Les superbes données permettent également une détermination précise des paramètres orbitaux (forme, taille, etc.). Il s'avère que S2 a atteint sa distance la plus proche de SgrA * au printemps 2002, moment auquel il n'était qu'à 17 heures-lumière [5] de la source radio, soit à peine 3 fois la distance Soleil-Pluton. Il se déplaçait alors à plus de 5000 km / s, soit près de deux cents fois la vitesse de la Terre sur son orbite autour du Soleil. La période orbitale est de 15,2 ans. L'orbite est plutôt allongée - l'excentricité est de 0,87 - indiquant que S2 est à environ 10 jours-lumière de la masse centrale au point orbital le plus éloigné [7].
«Nous sommes maintenant en mesure de démontrer avec certitude que SgrA * est bien l'emplacement de la masse sombre centrale que nous savions exister. Plus important encore, nos nouvelles données ont «diminué» d'un facteur de plusieurs milliers le volume dans lequel ces plusieurs millions de masses solaires sont contenues », explique Rainer Sch? Del, doctorant au MPE et également premier auteur de l'article résultant.
En fait, les calculs du modèle indiquent maintenant que la meilleure estimation de la masse du trou noir au centre de la voie lactée est de 2,6? 0,2 million de fois la masse du Soleil.
Aucune autre possibilité
Selon l'analyse détaillée présentée dans l'article Nature, d'autres configurations précédemment possibles, telles que des amas d'étoiles à neutrons très compacts, des trous noirs de taille stellaire ou des étoiles de faible masse, ou même une boule de neutrinos lourds putatifs, peuvent désormais être définitivement exclues.

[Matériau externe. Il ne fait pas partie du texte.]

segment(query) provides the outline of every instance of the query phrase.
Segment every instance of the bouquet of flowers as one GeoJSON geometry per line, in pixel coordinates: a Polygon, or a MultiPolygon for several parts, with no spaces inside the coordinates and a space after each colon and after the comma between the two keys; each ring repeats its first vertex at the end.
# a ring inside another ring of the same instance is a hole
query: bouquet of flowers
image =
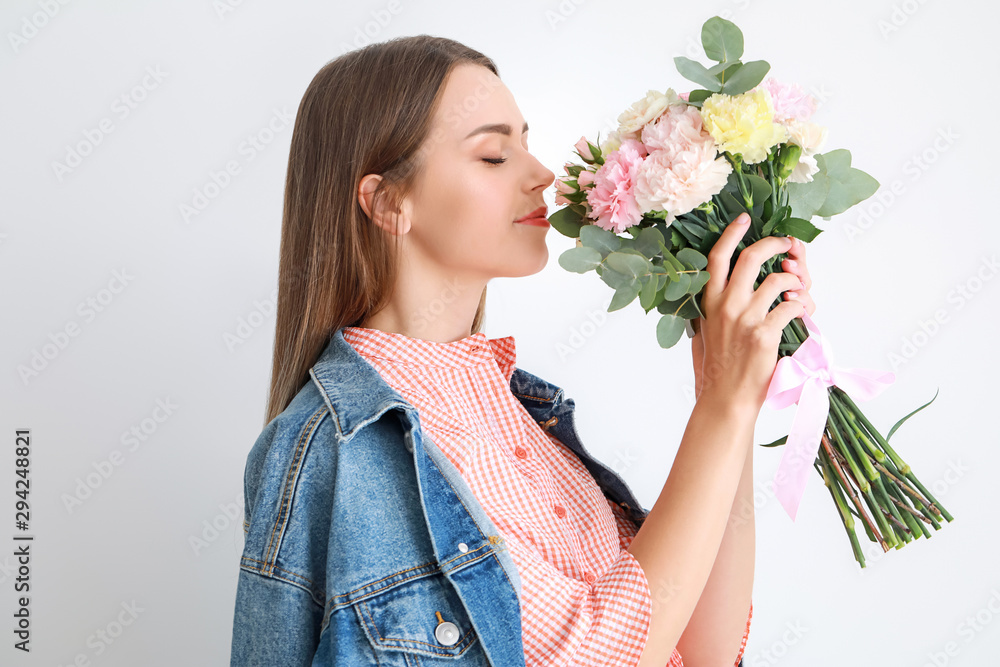
{"type": "MultiPolygon", "coordinates": [[[[714,65],[680,56],[674,63],[703,88],[684,95],[650,90],[618,117],[605,141],[582,137],[575,149],[583,164],[566,163],[566,176],[556,181],[556,203],[566,206],[549,218],[577,239],[560,255],[560,266],[594,270],[614,290],[608,312],[636,297],[646,313],[655,308],[664,348],[685,329],[693,335],[690,320],[702,316],[709,278],[706,255],[740,213],[751,223],[737,253],[765,236],[808,243],[822,231],[814,217],[830,220],[879,186],[851,166],[848,150],[819,152],[827,131],[810,121],[815,100],[797,85],[764,80],[768,63],[742,62],[743,33],[735,24],[713,17],[701,39],[714,65]]],[[[780,271],[782,259],[765,262],[755,289],[780,271]]],[[[782,333],[768,387],[767,405],[798,404],[789,435],[763,445],[785,446],[776,496],[794,520],[811,464],[861,567],[854,517],[884,551],[930,537],[928,526],[938,530],[942,518],[952,520],[889,445],[896,429],[937,394],[884,437],[852,400],[870,399],[894,380],[892,373],[833,366],[829,343],[803,314],[782,333]]]]}

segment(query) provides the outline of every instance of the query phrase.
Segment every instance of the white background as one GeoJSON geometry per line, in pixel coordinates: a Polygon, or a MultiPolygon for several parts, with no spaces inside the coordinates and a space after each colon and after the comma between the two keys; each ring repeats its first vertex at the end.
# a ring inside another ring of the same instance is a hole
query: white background
{"type": "MultiPolygon", "coordinates": [[[[383,0],[109,0],[53,3],[49,18],[44,4],[0,9],[0,664],[228,664],[291,138],[275,114],[294,115],[324,63],[366,31],[465,42],[496,61],[531,124],[531,150],[562,174],[581,135],[606,136],[648,89],[693,87],[672,58],[705,61],[700,29],[715,14],[743,30],[745,60],[765,59],[776,78],[817,95],[827,149],[849,148],[882,184],[880,204],[817,219],[826,231],[807,249],[814,319],[839,365],[896,371],[863,406],[883,432],[940,388],[893,443],[955,516],[884,555],[859,528],[861,570],[819,477],[793,523],[771,493],[782,450],[758,448],[746,664],[995,664],[995,5],[398,0],[392,14],[383,0]],[[161,80],[141,90],[147,68],[161,80]],[[123,95],[144,99],[124,116],[123,95]],[[102,119],[113,131],[57,174],[102,119]],[[269,123],[279,129],[268,137],[269,123]],[[250,159],[244,142],[259,133],[270,142],[250,159]],[[229,160],[239,174],[185,221],[179,207],[229,160]],[[88,299],[102,300],[99,312],[81,307],[88,299]],[[257,326],[227,345],[241,320],[257,326]],[[74,323],[77,335],[52,342],[74,323]],[[44,367],[22,377],[43,348],[44,367]],[[152,421],[157,401],[176,406],[162,422],[152,421]],[[144,425],[137,446],[122,439],[144,425]],[[33,438],[30,656],[11,646],[17,428],[33,438]],[[120,465],[108,463],[116,450],[120,465]],[[89,496],[67,504],[78,488],[89,496]],[[134,622],[98,641],[133,602],[134,622]]],[[[518,365],[566,389],[585,444],[648,507],[691,407],[688,339],[661,350],[656,313],[638,301],[604,312],[611,290],[564,271],[556,260],[573,242],[555,230],[547,239],[545,270],[491,283],[486,334],[516,336],[518,365]]],[[[792,412],[765,408],[756,441],[785,434],[792,412]]]]}

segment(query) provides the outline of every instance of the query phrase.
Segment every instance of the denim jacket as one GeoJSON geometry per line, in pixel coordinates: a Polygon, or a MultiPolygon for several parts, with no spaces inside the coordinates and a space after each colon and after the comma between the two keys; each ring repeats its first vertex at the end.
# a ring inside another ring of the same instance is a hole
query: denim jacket
{"type": "MultiPolygon", "coordinates": [[[[340,329],[309,375],[247,457],[231,665],[524,667],[517,568],[416,409],[340,329]]],[[[573,399],[517,367],[510,387],[641,525],[573,399]]]]}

La seule configuration de trous non noirs encore viable est une étoile hypothétique de particules élémentaires lourdes appelées bosons, qui ressemblerait beaucoup à un trou noir. "Cependant", dit Reinhard Genzel, "même si une telle étoile de boson est en principe possible, elle s'effondrerait rapidement dans un trou noir supermassif de toute façon, donc je pense que nous avons à peu près réussi l'affaire!"
Observations suivantes
«La plupart des astrophysiciens accepteraient que les nouvelles données fournissent des preuves convaincantes qu'un trou noir supermassif existe au centre de la Voie lactée. Cela rend encore plus probable l'interprétation supermassive du trou noir pour l'énorme concentration de masse sombre détectée au centre de nombreuses autres galaxies », explique Alvio Renzini, scientifique du programme VLT à l'ESO.
Que reste-t-il donc à faire? La prochaine grande quête consiste maintenant à comprendre quand et comment ces trous noirs supermassifs se sont formés et pourquoi presque toutes les galaxies massives semblent en contenir un. La formation de trous noirs centraux et celle de leurs galaxies hôtes elles-mêmes semblent de plus en plus être un problème identique. En effet, l'un des défis majeurs que le VLT devra résoudre au cours des prochaines années.
Il ne fait aucun doute que les observations interférométriques à venir avec des instruments à l'interféromètre VLT (VLTI) et au grand télescope binoculaire (LBT) entraîneront également un autre bond de géant dans ce domaine de recherche passionnant.
Andreas Eckart est optimiste: «Il sera peut-être même possible, grâce aux observations radiographiques et radiologiques dans les prochaines années, de démontrer directement l'existence de l'horizon des événements.